Rispetto allo scorso anno è uscito molto migliorato dagli assaggi, ma anche molto trasformato rispetto a quello che , almeno io, avevo in testa. Se il Nero di Troia è un vino con tannini importanti e ruvidi, strutture imponenti e profumi non certo da vitigno bordolese, molti di quelli assaggiati provenivano (almeno in parte) da altre varietà. Visto che comunque sono risultati molto piacevoli ed in conseguenza premiati, si dovrebbe dedurre che la strada intrapresa sia quella giusta. Continuando su questa via forse Radici dovrebbe chiamarsi “Festival dei vini autoctoni con dentro altre uve” e forse tutti i discorsi fatti sull’unicità di quest’uva dovrebbero essere buttati al macero. Forse…. Sta di fatto che quei 4-5 produttori che ancora insistono nel vinificarlo in purezza dovrebbero essere premiati, se non altro per la coerenza.
Negroamaro

Senza infamia e senza lode il Negroamaro continua a dare buoni risultati, senza picchi. Bisogna anche dire che alcuni dei vini presentati non erano proprio il “Top” di gamma e quindi questo vitigno merita una fiducia superiore rispetto all’esito degli assaggi, che peraltro hanno rilevato, almeno leggendo le mie note un numero piuttosto ampio di vini ( e siamo nel 2010, in piena recessione “parkettistica”) afflitti dalla sindrome di San Giuseppe, alias morbo del falegname, alias uso sbagliato (e/o eccessivo) del legno. Vorrei quindi affermare con forza che per fare dei Negroamaro moderni non occorre semplicemente schiaffarli in legno piccolo, ma iniziare un lavoro diverso dalla vigna per portare in cantina uve che, una volta vino ( se proprio si vuole), potranno maturare in legno piccolo.
Primitivo

Qui sta, almeno per me, il contendere. Mi aspettavo, specie dai Primitivo di Gioia del Colle conferme ai risultati eclatanti degli scorsi anni ma questi non sono venuti. Spero dipenda da fattori esterni, dall’estrema giovinezza dei vini e non da una stasi produttiva. La mia fiducia in questo vitigno, anche per la zona di Manduria, rimane invariato. Del resto siamo di fronte ad un vitigno che riesce ancora ad esprimersi con un carattere preciso, che sembra resistere bene all’uso del legno e risulta talmente versatile da dare ottimi risultati sia in vini giovani che in prodotti più importanti e con qualche anno di maturazione alle spalle.

 

Aglianico

Bel risultato generale: tannini austeri e veraci, profondità, grinta, anche eleganza.

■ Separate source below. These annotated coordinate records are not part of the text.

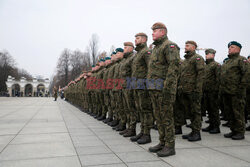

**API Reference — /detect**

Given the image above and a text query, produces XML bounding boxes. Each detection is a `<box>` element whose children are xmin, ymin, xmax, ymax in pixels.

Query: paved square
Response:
<box><xmin>0</xmin><ymin>97</ymin><xmax>250</xmax><ymax>167</ymax></box>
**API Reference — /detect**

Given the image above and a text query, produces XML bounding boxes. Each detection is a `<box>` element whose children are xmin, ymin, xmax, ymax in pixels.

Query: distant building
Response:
<box><xmin>6</xmin><ymin>76</ymin><xmax>50</xmax><ymax>97</ymax></box>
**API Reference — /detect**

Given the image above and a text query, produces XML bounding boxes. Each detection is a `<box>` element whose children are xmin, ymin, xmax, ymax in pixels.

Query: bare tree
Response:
<box><xmin>89</xmin><ymin>34</ymin><xmax>99</xmax><ymax>64</ymax></box>
<box><xmin>57</xmin><ymin>49</ymin><xmax>70</xmax><ymax>86</ymax></box>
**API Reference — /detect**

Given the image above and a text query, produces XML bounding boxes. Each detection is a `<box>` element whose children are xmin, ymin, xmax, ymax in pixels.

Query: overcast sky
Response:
<box><xmin>0</xmin><ymin>0</ymin><xmax>250</xmax><ymax>77</ymax></box>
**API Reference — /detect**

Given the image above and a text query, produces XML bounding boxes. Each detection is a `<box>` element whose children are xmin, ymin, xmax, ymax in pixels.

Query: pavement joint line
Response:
<box><xmin>59</xmin><ymin>100</ymin><xmax>130</xmax><ymax>166</ymax></box>
<box><xmin>0</xmin><ymin>102</ymin><xmax>45</xmax><ymax>154</ymax></box>
<box><xmin>57</xmin><ymin>100</ymin><xmax>83</xmax><ymax>166</ymax></box>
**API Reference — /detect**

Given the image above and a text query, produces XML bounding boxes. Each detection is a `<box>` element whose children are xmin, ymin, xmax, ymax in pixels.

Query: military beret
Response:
<box><xmin>123</xmin><ymin>42</ymin><xmax>134</xmax><ymax>47</ymax></box>
<box><xmin>135</xmin><ymin>32</ymin><xmax>148</xmax><ymax>38</ymax></box>
<box><xmin>186</xmin><ymin>41</ymin><xmax>197</xmax><ymax>48</ymax></box>
<box><xmin>205</xmin><ymin>49</ymin><xmax>216</xmax><ymax>55</ymax></box>
<box><xmin>151</xmin><ymin>22</ymin><xmax>167</xmax><ymax>30</ymax></box>
<box><xmin>115</xmin><ymin>48</ymin><xmax>123</xmax><ymax>53</ymax></box>
<box><xmin>228</xmin><ymin>41</ymin><xmax>242</xmax><ymax>48</ymax></box>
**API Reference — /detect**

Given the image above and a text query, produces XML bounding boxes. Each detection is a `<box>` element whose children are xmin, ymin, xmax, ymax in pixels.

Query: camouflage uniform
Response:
<box><xmin>178</xmin><ymin>51</ymin><xmax>205</xmax><ymax>132</ymax></box>
<box><xmin>220</xmin><ymin>54</ymin><xmax>249</xmax><ymax>135</ymax></box>
<box><xmin>203</xmin><ymin>59</ymin><xmax>221</xmax><ymax>128</ymax></box>
<box><xmin>147</xmin><ymin>36</ymin><xmax>180</xmax><ymax>148</ymax></box>
<box><xmin>132</xmin><ymin>43</ymin><xmax>154</xmax><ymax>135</ymax></box>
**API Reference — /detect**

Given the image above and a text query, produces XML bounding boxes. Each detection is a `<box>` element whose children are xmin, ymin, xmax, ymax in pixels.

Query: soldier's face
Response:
<box><xmin>206</xmin><ymin>53</ymin><xmax>215</xmax><ymax>59</ymax></box>
<box><xmin>228</xmin><ymin>45</ymin><xmax>240</xmax><ymax>55</ymax></box>
<box><xmin>152</xmin><ymin>29</ymin><xmax>165</xmax><ymax>41</ymax></box>
<box><xmin>185</xmin><ymin>43</ymin><xmax>195</xmax><ymax>53</ymax></box>
<box><xmin>124</xmin><ymin>46</ymin><xmax>133</xmax><ymax>53</ymax></box>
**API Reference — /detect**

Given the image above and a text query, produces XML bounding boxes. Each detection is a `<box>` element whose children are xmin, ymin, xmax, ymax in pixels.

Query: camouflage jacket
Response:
<box><xmin>119</xmin><ymin>52</ymin><xmax>134</xmax><ymax>89</ymax></box>
<box><xmin>220</xmin><ymin>54</ymin><xmax>250</xmax><ymax>95</ymax></box>
<box><xmin>147</xmin><ymin>36</ymin><xmax>180</xmax><ymax>96</ymax></box>
<box><xmin>203</xmin><ymin>59</ymin><xmax>221</xmax><ymax>92</ymax></box>
<box><xmin>178</xmin><ymin>51</ymin><xmax>205</xmax><ymax>94</ymax></box>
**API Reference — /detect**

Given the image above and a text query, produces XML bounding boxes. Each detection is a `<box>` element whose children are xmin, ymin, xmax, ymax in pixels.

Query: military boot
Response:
<box><xmin>148</xmin><ymin>143</ymin><xmax>164</xmax><ymax>153</ymax></box>
<box><xmin>119</xmin><ymin>129</ymin><xmax>129</xmax><ymax>135</ymax></box>
<box><xmin>232</xmin><ymin>133</ymin><xmax>245</xmax><ymax>140</ymax></box>
<box><xmin>123</xmin><ymin>129</ymin><xmax>136</xmax><ymax>137</ymax></box>
<box><xmin>137</xmin><ymin>134</ymin><xmax>151</xmax><ymax>144</ymax></box>
<box><xmin>202</xmin><ymin>125</ymin><xmax>213</xmax><ymax>132</ymax></box>
<box><xmin>175</xmin><ymin>126</ymin><xmax>182</xmax><ymax>135</ymax></box>
<box><xmin>130</xmin><ymin>133</ymin><xmax>143</xmax><ymax>142</ymax></box>
<box><xmin>116</xmin><ymin>124</ymin><xmax>126</xmax><ymax>131</ymax></box>
<box><xmin>157</xmin><ymin>146</ymin><xmax>175</xmax><ymax>157</ymax></box>
<box><xmin>188</xmin><ymin>132</ymin><xmax>201</xmax><ymax>141</ymax></box>
<box><xmin>209</xmin><ymin>127</ymin><xmax>220</xmax><ymax>134</ymax></box>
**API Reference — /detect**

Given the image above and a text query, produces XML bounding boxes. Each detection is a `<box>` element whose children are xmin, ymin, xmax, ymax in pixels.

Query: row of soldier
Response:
<box><xmin>61</xmin><ymin>22</ymin><xmax>250</xmax><ymax>157</ymax></box>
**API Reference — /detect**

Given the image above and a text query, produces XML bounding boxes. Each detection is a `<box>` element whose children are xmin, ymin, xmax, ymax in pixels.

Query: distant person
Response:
<box><xmin>53</xmin><ymin>86</ymin><xmax>57</xmax><ymax>101</ymax></box>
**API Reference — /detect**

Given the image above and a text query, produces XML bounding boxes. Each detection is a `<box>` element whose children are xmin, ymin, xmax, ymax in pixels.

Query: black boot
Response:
<box><xmin>232</xmin><ymin>133</ymin><xmax>245</xmax><ymax>140</ymax></box>
<box><xmin>148</xmin><ymin>143</ymin><xmax>164</xmax><ymax>153</ymax></box>
<box><xmin>202</xmin><ymin>125</ymin><xmax>213</xmax><ymax>132</ymax></box>
<box><xmin>188</xmin><ymin>132</ymin><xmax>201</xmax><ymax>141</ymax></box>
<box><xmin>119</xmin><ymin>129</ymin><xmax>129</xmax><ymax>135</ymax></box>
<box><xmin>157</xmin><ymin>146</ymin><xmax>175</xmax><ymax>157</ymax></box>
<box><xmin>175</xmin><ymin>126</ymin><xmax>182</xmax><ymax>135</ymax></box>
<box><xmin>137</xmin><ymin>134</ymin><xmax>151</xmax><ymax>144</ymax></box>
<box><xmin>130</xmin><ymin>133</ymin><xmax>143</xmax><ymax>142</ymax></box>
<box><xmin>123</xmin><ymin>129</ymin><xmax>136</xmax><ymax>137</ymax></box>
<box><xmin>116</xmin><ymin>124</ymin><xmax>126</xmax><ymax>131</ymax></box>
<box><xmin>209</xmin><ymin>127</ymin><xmax>220</xmax><ymax>134</ymax></box>
<box><xmin>224</xmin><ymin>132</ymin><xmax>235</xmax><ymax>138</ymax></box>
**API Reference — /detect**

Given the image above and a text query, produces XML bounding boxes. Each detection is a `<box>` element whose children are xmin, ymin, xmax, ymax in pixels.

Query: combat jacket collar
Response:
<box><xmin>135</xmin><ymin>43</ymin><xmax>147</xmax><ymax>52</ymax></box>
<box><xmin>206</xmin><ymin>59</ymin><xmax>214</xmax><ymax>64</ymax></box>
<box><xmin>228</xmin><ymin>53</ymin><xmax>240</xmax><ymax>59</ymax></box>
<box><xmin>153</xmin><ymin>36</ymin><xmax>168</xmax><ymax>46</ymax></box>
<box><xmin>123</xmin><ymin>52</ymin><xmax>133</xmax><ymax>59</ymax></box>
<box><xmin>184</xmin><ymin>51</ymin><xmax>196</xmax><ymax>59</ymax></box>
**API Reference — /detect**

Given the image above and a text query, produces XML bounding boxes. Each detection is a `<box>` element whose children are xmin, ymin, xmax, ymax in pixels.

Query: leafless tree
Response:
<box><xmin>89</xmin><ymin>34</ymin><xmax>99</xmax><ymax>64</ymax></box>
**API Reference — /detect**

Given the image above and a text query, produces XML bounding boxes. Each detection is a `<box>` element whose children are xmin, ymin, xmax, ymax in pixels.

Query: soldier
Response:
<box><xmin>245</xmin><ymin>55</ymin><xmax>250</xmax><ymax>131</ymax></box>
<box><xmin>147</xmin><ymin>22</ymin><xmax>180</xmax><ymax>157</ymax></box>
<box><xmin>178</xmin><ymin>41</ymin><xmax>205</xmax><ymax>141</ymax></box>
<box><xmin>119</xmin><ymin>42</ymin><xmax>136</xmax><ymax>137</ymax></box>
<box><xmin>130</xmin><ymin>33</ymin><xmax>153</xmax><ymax>144</ymax></box>
<box><xmin>220</xmin><ymin>41</ymin><xmax>249</xmax><ymax>140</ymax></box>
<box><xmin>202</xmin><ymin>49</ymin><xmax>221</xmax><ymax>134</ymax></box>
<box><xmin>53</xmin><ymin>86</ymin><xmax>57</xmax><ymax>101</ymax></box>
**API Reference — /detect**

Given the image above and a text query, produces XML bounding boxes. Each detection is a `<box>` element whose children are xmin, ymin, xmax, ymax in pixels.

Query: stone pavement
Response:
<box><xmin>0</xmin><ymin>97</ymin><xmax>250</xmax><ymax>167</ymax></box>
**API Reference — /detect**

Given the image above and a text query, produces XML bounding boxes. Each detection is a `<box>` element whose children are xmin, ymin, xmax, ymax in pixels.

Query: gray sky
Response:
<box><xmin>0</xmin><ymin>0</ymin><xmax>250</xmax><ymax>77</ymax></box>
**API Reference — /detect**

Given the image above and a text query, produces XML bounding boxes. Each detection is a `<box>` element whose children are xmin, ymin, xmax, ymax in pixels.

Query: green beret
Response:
<box><xmin>205</xmin><ymin>49</ymin><xmax>216</xmax><ymax>55</ymax></box>
<box><xmin>227</xmin><ymin>41</ymin><xmax>242</xmax><ymax>49</ymax></box>
<box><xmin>115</xmin><ymin>48</ymin><xmax>123</xmax><ymax>53</ymax></box>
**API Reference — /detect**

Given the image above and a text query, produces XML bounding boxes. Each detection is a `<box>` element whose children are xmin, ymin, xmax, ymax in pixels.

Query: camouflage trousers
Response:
<box><xmin>113</xmin><ymin>90</ymin><xmax>127</xmax><ymax>125</ymax></box>
<box><xmin>223</xmin><ymin>94</ymin><xmax>245</xmax><ymax>134</ymax></box>
<box><xmin>149</xmin><ymin>90</ymin><xmax>175</xmax><ymax>148</ymax></box>
<box><xmin>103</xmin><ymin>90</ymin><xmax>113</xmax><ymax>118</ymax></box>
<box><xmin>181</xmin><ymin>93</ymin><xmax>201</xmax><ymax>132</ymax></box>
<box><xmin>122</xmin><ymin>89</ymin><xmax>136</xmax><ymax>129</ymax></box>
<box><xmin>203</xmin><ymin>92</ymin><xmax>220</xmax><ymax>127</ymax></box>
<box><xmin>174</xmin><ymin>95</ymin><xmax>187</xmax><ymax>127</ymax></box>
<box><xmin>134</xmin><ymin>90</ymin><xmax>154</xmax><ymax>135</ymax></box>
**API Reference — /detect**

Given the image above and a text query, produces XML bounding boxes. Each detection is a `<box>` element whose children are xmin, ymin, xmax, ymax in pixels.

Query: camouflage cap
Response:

Si conferma (se ce ne fosse stato bisogno) un grande vitigno. Peccato solo che i campioni non fossero stati di più e che il nostro /mio giudizio non sia stato maggiormente avvalorato. Peccato anche che i vini provenissero tutti dal Vulture: un buon numero di Taurasi avrebbe reso la cosa molto più interessante.
In definitiva un panorama con luci e qualche ombra enologica che torneremo a testare (fuori da Radici) quanto prima.

Carlo Macchi

Sono entrato nel campo (appena seminato) dell’enogastronomia nell’anno di grazia 1987. Ho collaborato con le più importanti guide e riviste italiane del settore e, visto che non c’è limite al peggio, anche con qualcuna estera. Faccio parte di quel gruppo di italiani che non si sente realizzato se non ha scritto qualche libro o non ha creato una nuova guida sui vini. Purtroppo sono andato oltre, essendo stato tra i creatori di una trasmissione televisiva sul vino e sul cibo divenuta sicuramente la causa del fallimento di una nota rete nazionale. Riconosco di capire molto poco di vino, per questo ho partecipato a corsi e master ai quattro angoli del mondo tra cui quello per Master of Wine, naturalmente senza riuscire a superarlo. Winesurf è, da più di dieci anni, l’ultima spiaggia: dopo c’è solo Master Chef.